Annals: Departmental reports and staff listings

University of Kent

The Marlowe Building, Canterbury, Kent CT2 7NR
T. 01227 827928 F: 01227 827289 E: anthro-office(AT)kent.ac.uk
W: http://www.kent.ac.uk/anthropology

Degrees offered in anthropology

Undergraduate:

Single honours: BA Social Anthropology, BSc Anthropology, BSc Biological Anthropology, BSc Medical Anthropology

Combined honours in Social Anthropology and Archaeology, Accounting and Finance, Cultural Studies, Economics, History, Law, Philosophy, Politics, Psychology, Social Policy and Sociology or with a European language

Graduate:

(Taught) MA in Social Anthropology; Social Anthropology and Computing; Ethnicity, Nationalism and Identity; Visual Anthropology. MA and MSc in Environmental Anthropology. MSc in Ethnobotany

(Research) MA, MSc, MPhil, PhD

Social programmes

Four-year BA degree in social anthropology with a language, including a year’s anthropological study abroad: in Finland, The Netherlands and Japan, the language of instruction is English; in France, Spain, Italy and Germany it is the language of the country.

Report

The Anthropology department continues to expand. The new(ish) BSc programmes have attracted considerable interest. First year recruitment is now double what it was in 2004. This expansion reflects an increasing interest in anthropology among school-leavers fuelled by a strong recruitment programme in the south-east region in which open days and visits to local schools have played a major part. At the postgraduate level numbers fluctuate, often depending on the current strength of the pound. The specialist MSc programmes in Ethnobotany and Environmental anthropology, especially the former, recruit well, and the MA in Visual anthropology is now properly established with a professional practical component that appeals strongly to students.

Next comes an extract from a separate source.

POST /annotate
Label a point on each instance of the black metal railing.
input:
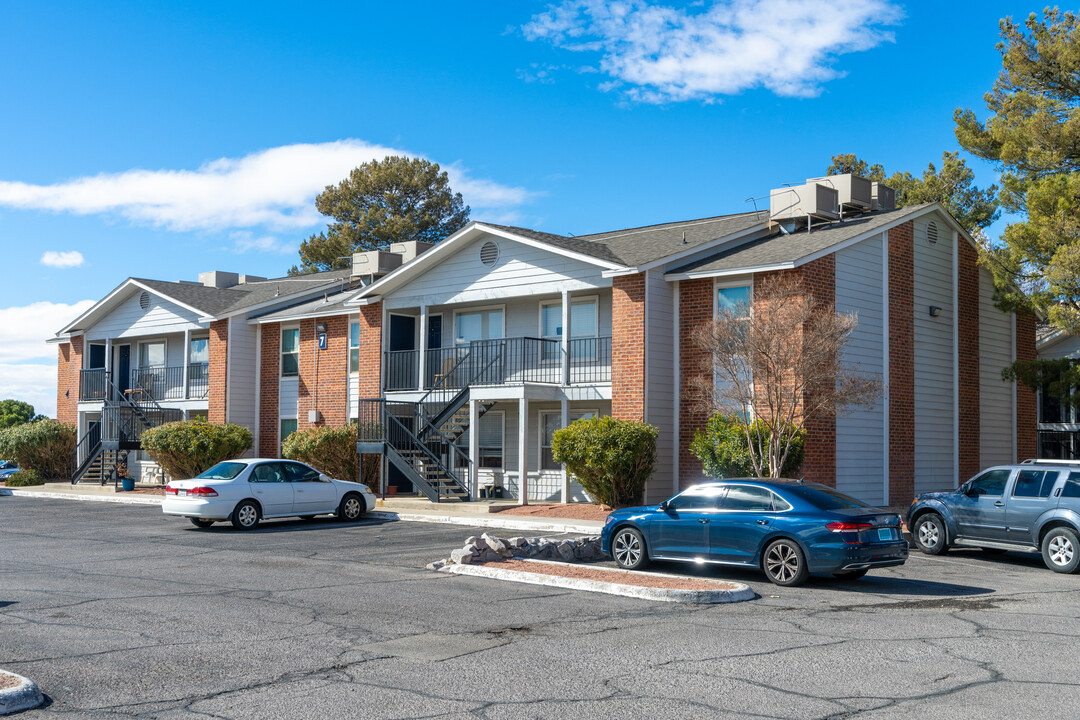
(94, 384)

We have attracted post-doctoral students through Leverhulme awards and through the Marie-Curie fellowship scheme and the Urgent Anthropology Research Fellowship, which we continue to host. Thanks largely to quota awards and a very successful CASE award strategy, as well as internal awards, we have healthy postgraduate research numbers. Our vigorous research culture manifests itself in the regular Tuesday seminar research seminar with guest speakers, the annual Paul Stirling lecture – in December 2007 given by Professor Michael Gilsenan – and in the encouragement of staff and students to present papers at and attend international conferences.

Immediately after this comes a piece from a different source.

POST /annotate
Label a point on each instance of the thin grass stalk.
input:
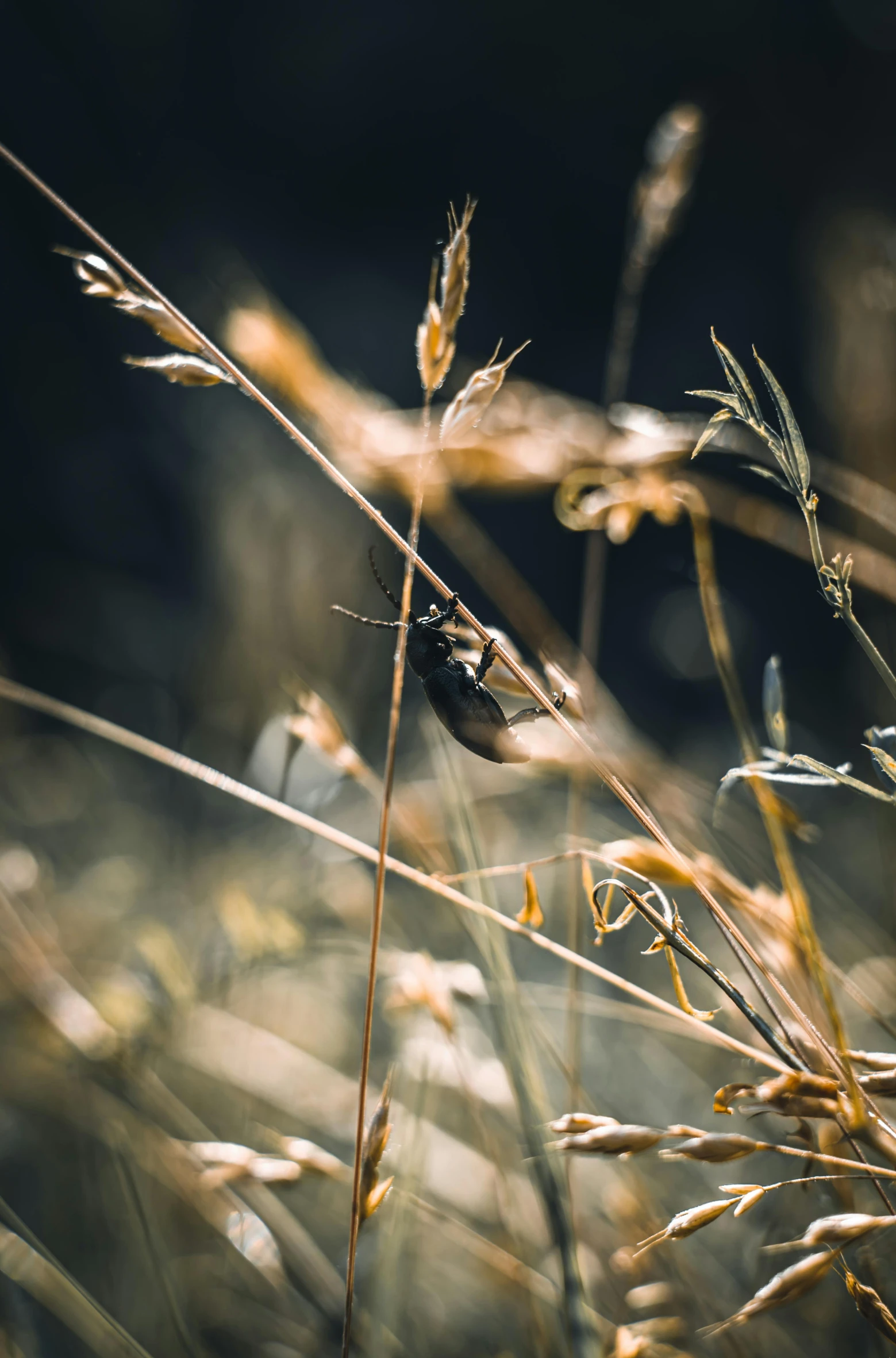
(379, 891)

There are some staff changes to report. John Corbin retired in 2007, though Marie and he continue to be associated with the department. Scott Legge has accepted a post in Macalster, Minnesota, and will be leaving in July 2008. David Zeilyn has reduced his commitment from full-time to a quarter-time to allow more scope for research and consultancy. As a result of these changes we have advertised for two new posts in biological anthropology and will soon be advertising for one in social anthropology. Bill Watson steps down as head of department from July 2008, and the new head of department will be Dr Douglas Macmillan from the DICE side of the department. The representative head on the anthropology side has yet to be confirmed.

Professor Ellen was elected as the new President of the Royal Anthropological Institute in 2007.

The RAE no longer plagues us, but references to the new REF and its potential bibliometric implications alarm us, as does the insistent pressure to concede that research quality can be measured by the volume of research grant income.

Staff list

Glenn Bowman: Palestine; Yugoslavia; nationalism and ethnicity; tourism; visual anthropology (photography); religion.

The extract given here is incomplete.